2.2. Cross-sectional modeling

We delineate an outline of the bed perimeter and produce a finite element mesh over this domain. To calculate the out-of-plane (i.e. down-glacier or x-direction) flow velocities (u) through this cross section, we simplify the Stokes equations by assuming the transverse and vertical velocities (v and w), and all out-of-plane velocity gradients (i.e. du/dx) are zero. This is strictly correct only for a top surface with no longitudinal gradients or cross-glacier slope and no in-plane components of basal motion, but well approximates the first-order controls on ice flow (Truffer and others, 2001; Amundson and others, 2006; Armstrong and others, 2016). This reduces the Stokes equations to the Poisson equation, relating the gravitational forcing to the ice viscosity and spatial velocity gradients (Eqn (1)). In this equation ice velocity (u) is a function of ice viscosity (η) and the force of gravity depends upon the ice density (ρ), gravitational acceleration (g), the ice thickness (H) and the surface slope (z _s). The 2-D Nabla operator ($\nabla$) indicates derivatives in the in-plane coordinates.

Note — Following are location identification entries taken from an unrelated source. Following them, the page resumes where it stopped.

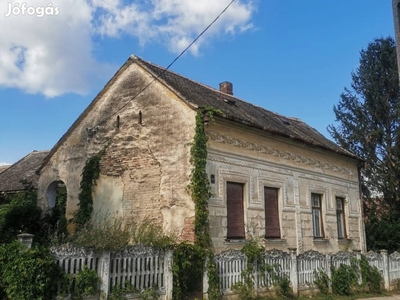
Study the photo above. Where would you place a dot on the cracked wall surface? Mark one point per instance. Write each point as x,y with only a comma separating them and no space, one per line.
145,168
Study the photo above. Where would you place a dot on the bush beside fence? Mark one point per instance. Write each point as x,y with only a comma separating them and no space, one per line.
138,267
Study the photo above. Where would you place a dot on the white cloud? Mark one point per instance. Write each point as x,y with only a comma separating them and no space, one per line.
53,54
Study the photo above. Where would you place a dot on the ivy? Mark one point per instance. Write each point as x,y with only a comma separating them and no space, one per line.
28,273
90,174
192,257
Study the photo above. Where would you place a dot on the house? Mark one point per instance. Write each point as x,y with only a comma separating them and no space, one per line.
21,175
270,176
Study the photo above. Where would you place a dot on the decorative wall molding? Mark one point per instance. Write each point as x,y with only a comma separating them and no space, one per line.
249,166
247,145
234,176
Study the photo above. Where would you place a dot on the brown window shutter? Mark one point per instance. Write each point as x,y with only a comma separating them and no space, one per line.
234,203
272,229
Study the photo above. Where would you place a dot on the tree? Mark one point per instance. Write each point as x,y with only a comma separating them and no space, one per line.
369,126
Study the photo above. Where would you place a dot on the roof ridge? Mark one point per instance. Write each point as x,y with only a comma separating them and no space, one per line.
139,59
187,78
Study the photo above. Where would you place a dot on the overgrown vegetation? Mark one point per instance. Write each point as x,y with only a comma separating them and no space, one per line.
187,256
27,274
20,214
90,174
345,279
87,282
247,289
119,293
368,117
112,233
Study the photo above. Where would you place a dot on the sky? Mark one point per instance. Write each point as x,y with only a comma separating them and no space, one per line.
288,56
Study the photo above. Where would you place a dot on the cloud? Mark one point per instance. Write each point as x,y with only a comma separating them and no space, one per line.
48,48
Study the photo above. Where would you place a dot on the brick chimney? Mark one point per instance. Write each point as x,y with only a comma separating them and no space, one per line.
226,87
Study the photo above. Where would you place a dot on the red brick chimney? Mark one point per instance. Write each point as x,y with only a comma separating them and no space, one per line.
226,87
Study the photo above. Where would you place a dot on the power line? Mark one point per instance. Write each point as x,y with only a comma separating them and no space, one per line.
162,73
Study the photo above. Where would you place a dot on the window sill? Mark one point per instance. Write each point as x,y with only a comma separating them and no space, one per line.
274,241
235,241
320,241
343,241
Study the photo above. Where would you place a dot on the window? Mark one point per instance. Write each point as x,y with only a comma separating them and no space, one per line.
317,215
340,218
272,229
234,204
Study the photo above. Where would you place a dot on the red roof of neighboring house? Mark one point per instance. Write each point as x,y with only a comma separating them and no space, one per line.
22,174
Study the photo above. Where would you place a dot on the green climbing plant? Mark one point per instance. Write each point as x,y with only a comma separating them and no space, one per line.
187,256
90,174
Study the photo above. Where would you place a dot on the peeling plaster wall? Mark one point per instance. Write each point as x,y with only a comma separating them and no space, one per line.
145,169
257,159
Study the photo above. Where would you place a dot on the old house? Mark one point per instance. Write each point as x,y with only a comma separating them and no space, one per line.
270,175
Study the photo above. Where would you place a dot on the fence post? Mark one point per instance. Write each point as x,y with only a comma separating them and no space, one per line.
168,276
205,279
105,274
385,269
293,270
358,257
328,265
25,239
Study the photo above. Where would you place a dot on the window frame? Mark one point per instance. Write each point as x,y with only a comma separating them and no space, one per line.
233,237
277,193
317,210
340,212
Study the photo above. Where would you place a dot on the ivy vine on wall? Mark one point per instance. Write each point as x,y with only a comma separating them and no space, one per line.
90,174
200,191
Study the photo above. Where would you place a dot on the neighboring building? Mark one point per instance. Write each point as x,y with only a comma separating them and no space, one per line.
21,175
270,175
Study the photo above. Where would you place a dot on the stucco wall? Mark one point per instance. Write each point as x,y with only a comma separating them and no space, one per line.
145,169
257,159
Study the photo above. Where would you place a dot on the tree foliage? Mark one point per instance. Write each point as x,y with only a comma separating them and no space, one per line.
368,117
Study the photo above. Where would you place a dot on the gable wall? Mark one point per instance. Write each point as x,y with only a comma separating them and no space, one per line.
145,168
242,155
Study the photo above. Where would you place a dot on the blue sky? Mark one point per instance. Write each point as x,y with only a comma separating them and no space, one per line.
290,57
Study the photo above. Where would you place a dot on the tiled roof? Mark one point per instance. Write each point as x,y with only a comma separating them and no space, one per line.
4,167
18,176
241,111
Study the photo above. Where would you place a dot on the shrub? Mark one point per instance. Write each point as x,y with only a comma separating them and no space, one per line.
28,273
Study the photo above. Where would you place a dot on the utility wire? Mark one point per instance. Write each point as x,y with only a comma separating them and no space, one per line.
163,72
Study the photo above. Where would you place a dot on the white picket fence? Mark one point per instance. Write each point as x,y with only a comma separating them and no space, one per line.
144,267
300,269
139,266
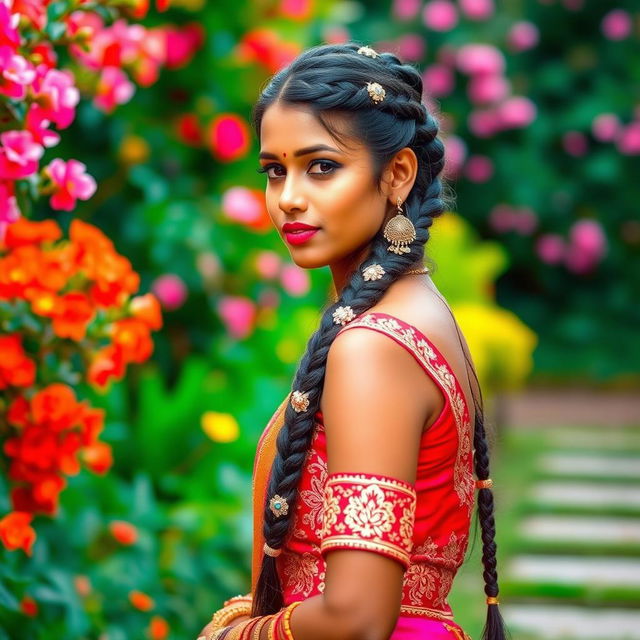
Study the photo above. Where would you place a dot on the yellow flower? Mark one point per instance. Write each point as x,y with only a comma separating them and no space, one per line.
220,427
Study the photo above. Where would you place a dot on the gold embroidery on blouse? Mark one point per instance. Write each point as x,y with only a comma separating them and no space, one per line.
462,477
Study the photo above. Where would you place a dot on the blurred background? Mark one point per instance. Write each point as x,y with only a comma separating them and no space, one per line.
151,320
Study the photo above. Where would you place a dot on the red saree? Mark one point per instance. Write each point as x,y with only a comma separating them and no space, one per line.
445,499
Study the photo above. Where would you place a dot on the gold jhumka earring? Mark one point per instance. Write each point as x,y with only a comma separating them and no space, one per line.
400,232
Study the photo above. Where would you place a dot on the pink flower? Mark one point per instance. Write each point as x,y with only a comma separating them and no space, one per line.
550,247
440,15
616,25
37,124
587,246
19,154
477,9
484,124
170,290
57,95
406,9
516,112
628,140
268,264
9,27
295,280
71,183
455,154
523,35
9,211
229,137
605,127
575,143
114,88
238,315
411,47
486,88
479,168
17,73
438,80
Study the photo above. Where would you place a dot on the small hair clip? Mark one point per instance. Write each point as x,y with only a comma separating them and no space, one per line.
279,506
376,92
342,315
369,52
300,401
270,551
373,272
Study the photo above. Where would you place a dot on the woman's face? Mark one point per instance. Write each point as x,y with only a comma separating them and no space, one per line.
314,181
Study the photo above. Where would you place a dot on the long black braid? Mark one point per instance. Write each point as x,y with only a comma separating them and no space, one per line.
331,79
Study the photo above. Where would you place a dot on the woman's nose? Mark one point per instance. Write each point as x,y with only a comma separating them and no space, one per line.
291,197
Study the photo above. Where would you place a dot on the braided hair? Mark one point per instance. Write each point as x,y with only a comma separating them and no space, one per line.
332,79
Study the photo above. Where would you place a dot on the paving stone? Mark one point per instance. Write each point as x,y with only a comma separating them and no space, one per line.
564,623
581,529
587,494
575,570
591,465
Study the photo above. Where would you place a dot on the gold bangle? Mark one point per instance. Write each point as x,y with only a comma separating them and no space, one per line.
286,620
222,617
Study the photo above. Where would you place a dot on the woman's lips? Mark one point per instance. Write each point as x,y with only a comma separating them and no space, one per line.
296,233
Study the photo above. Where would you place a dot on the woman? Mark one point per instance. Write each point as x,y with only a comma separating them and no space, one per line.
363,479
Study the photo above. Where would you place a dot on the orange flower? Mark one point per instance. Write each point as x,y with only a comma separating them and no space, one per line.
133,339
141,600
16,532
158,628
24,231
29,606
146,308
107,363
97,457
77,312
56,406
124,532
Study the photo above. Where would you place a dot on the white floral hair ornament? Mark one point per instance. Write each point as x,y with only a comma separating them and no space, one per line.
342,315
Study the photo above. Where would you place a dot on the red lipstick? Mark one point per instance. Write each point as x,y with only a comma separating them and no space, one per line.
296,233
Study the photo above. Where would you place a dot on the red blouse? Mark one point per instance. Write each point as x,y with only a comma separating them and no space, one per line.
444,493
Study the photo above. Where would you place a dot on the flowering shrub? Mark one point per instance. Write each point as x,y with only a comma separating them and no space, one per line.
68,317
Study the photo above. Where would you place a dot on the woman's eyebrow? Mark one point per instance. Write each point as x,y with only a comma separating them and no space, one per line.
266,155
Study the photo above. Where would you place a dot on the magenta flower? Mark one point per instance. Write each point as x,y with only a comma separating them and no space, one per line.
628,140
17,73
295,280
71,183
477,9
438,80
57,95
38,124
516,112
238,315
606,127
114,88
522,36
587,246
170,290
617,25
440,15
9,35
406,9
9,211
19,154
474,59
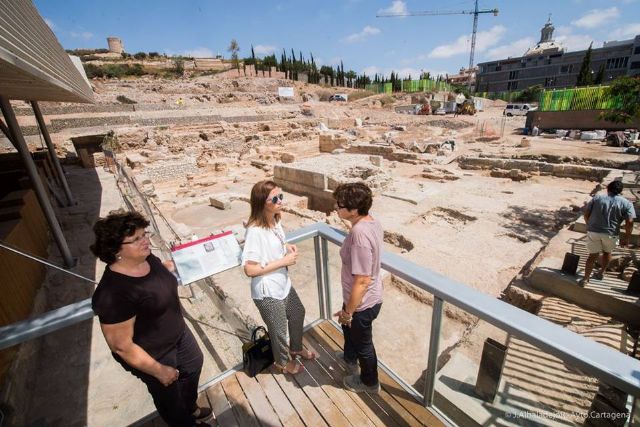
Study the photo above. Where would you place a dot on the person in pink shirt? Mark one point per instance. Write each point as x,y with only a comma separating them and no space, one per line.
361,285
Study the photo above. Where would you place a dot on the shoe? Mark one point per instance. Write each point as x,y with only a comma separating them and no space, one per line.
305,354
202,413
299,367
354,383
352,368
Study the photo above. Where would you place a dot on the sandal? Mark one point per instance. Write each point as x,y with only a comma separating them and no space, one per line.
305,354
299,367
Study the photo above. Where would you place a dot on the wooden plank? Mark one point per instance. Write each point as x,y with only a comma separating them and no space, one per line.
261,406
401,395
221,408
299,400
320,400
239,403
281,405
203,402
336,393
401,415
367,405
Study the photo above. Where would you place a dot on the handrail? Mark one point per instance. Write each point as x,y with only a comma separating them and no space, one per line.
593,358
613,367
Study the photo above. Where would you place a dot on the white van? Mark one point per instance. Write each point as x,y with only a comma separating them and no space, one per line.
517,110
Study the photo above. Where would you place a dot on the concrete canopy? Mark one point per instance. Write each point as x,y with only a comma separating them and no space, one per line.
33,64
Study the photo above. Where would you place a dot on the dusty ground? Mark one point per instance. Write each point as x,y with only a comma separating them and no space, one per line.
466,225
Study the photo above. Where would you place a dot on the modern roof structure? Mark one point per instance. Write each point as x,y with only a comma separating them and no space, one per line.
33,64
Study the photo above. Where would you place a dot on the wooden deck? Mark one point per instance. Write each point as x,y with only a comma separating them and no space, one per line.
313,398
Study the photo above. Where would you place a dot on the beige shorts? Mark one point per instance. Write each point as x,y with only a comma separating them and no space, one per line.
601,242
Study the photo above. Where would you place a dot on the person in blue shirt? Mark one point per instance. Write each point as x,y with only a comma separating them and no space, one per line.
604,215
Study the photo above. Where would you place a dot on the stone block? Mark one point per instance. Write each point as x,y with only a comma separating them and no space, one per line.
330,141
220,201
287,158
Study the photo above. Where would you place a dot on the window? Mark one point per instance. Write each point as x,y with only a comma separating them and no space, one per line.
566,69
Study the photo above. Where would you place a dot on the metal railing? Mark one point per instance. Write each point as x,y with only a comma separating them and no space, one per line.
592,358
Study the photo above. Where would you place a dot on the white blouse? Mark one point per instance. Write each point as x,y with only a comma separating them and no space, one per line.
264,245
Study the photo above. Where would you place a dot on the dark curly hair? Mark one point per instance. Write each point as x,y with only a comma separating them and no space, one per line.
111,231
354,195
615,187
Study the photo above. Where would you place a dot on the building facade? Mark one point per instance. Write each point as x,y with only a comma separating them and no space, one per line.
548,65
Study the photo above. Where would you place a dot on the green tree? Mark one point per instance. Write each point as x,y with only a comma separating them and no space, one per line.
627,90
234,48
600,76
584,76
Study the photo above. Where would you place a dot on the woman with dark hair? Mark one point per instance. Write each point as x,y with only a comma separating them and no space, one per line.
141,319
361,285
266,258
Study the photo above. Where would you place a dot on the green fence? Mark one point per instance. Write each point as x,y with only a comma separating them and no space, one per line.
410,86
581,98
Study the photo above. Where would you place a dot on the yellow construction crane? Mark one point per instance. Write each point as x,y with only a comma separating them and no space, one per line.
474,12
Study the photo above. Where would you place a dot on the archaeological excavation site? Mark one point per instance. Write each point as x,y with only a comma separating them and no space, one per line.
485,320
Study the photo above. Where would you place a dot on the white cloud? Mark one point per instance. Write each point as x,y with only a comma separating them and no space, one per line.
199,52
513,49
50,23
83,35
362,35
371,70
397,7
264,49
597,17
576,41
626,32
484,40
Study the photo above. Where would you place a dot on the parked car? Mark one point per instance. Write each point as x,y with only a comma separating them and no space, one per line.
517,110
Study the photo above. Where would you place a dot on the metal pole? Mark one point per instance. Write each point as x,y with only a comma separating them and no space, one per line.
52,152
325,276
44,261
320,277
7,133
434,347
30,166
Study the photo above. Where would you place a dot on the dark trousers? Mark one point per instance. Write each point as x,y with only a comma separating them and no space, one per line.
358,344
176,402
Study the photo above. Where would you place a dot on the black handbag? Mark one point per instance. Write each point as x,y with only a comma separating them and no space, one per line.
257,354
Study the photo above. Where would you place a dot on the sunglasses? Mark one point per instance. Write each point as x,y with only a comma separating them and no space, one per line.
137,240
275,199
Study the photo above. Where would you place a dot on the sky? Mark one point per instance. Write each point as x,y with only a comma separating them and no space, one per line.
341,30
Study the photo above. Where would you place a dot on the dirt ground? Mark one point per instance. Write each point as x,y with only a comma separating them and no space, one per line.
464,224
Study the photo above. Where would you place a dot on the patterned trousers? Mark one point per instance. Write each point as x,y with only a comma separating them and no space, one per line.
280,316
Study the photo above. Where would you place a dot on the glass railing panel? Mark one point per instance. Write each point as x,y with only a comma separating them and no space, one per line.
486,376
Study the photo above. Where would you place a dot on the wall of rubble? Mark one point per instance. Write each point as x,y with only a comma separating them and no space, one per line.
543,168
171,171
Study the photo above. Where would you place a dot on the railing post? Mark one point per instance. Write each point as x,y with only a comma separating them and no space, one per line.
320,276
434,344
325,277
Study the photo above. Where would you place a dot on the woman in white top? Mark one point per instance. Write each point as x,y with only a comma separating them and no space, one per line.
266,258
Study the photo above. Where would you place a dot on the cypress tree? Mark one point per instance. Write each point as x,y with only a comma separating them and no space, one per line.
584,76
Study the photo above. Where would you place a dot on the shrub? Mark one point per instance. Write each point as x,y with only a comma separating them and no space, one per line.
124,100
387,100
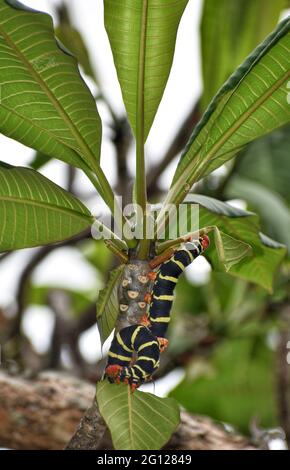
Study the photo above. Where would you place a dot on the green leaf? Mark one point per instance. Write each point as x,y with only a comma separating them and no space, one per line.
266,161
226,44
34,211
142,35
236,386
137,421
232,250
108,304
260,265
44,102
39,160
273,210
253,102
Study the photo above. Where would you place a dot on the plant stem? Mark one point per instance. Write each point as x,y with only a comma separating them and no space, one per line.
103,187
141,189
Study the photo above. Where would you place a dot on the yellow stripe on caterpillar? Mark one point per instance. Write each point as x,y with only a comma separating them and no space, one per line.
134,335
141,370
134,373
118,356
190,255
163,297
146,345
146,358
160,320
168,278
121,342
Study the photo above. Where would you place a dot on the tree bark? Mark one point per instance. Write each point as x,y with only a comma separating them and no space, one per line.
44,413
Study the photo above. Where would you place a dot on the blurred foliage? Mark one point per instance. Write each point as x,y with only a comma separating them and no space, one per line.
230,30
236,386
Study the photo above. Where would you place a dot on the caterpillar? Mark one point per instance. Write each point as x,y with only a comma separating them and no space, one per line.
166,280
139,338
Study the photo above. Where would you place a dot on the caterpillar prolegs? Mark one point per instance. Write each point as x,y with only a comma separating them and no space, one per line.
140,331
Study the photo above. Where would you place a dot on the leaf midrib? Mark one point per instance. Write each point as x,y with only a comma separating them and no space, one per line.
220,142
51,97
46,205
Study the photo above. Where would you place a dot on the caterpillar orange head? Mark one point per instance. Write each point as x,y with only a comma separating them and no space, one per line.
205,241
113,371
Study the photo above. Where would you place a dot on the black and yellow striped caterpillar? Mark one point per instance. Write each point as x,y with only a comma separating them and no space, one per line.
135,350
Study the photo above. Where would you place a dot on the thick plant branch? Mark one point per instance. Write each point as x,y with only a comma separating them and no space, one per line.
45,413
177,144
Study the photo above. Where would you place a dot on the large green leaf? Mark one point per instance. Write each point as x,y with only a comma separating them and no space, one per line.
226,44
267,162
274,212
235,386
230,250
262,266
108,304
137,421
73,40
44,102
253,102
142,34
34,211
259,265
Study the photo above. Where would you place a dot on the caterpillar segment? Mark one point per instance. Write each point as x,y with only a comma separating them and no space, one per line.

(1)$$\nabla \;\cdot ( ( {\eta ( u ) \nabla u} ) = \rho gH\nabla ( {z_{\rm s}} ) $$

Ice viscosity is calculated according to Eqn (2), using the rate factor (A), strain rates and the flow law exponent (n).

(2)$$\eta ( u ) = \displaystyle{1 \over 2}A^{{-}1/n}\left({\displaystyle{1 \over 4}{\left({\displaystyle{{\partial u} \over {\partial x}} + \displaystyle{{\partial u} \over {\partial y}}} \right)}^2} \right)^{( 1-n) /2n}$$

The velocity-dependent viscosity of the ice is then set to an initial value and the system of equations is iteratively solved (Piccard iteration) until convergence (Amundson and others, 2006; Armstrong and others, 2016). The boundary conditions used include a stress-free surface and prescribed basal velocities defined along 58 segments of the bed perimeter. For the historical model run, we prescribe the observed basal velocity profile as the boundary condition (Raymond, 1971). We next determine the values of the rate factor (A) and flow law exponent (n) which minimize the misfit between observed borehole and modeled ice deformation.

2.3. Ice rheology tuning

The ice rheology parameters which properly describe the viscous ice deformation according to Glen's flow law have been a subject of numerous studies on a large range of spatial scales (Glen, 1955; Goldsby and Kohlstedt, 2001; Millstein and others, 2022). From Glen's initial laboratory experiments to recent work on the topic, constraining the stress exponent and rate factor which describe ice flow behavior in this power–law relationship is a critical part of modeling ice flow (Behn and others, 2021).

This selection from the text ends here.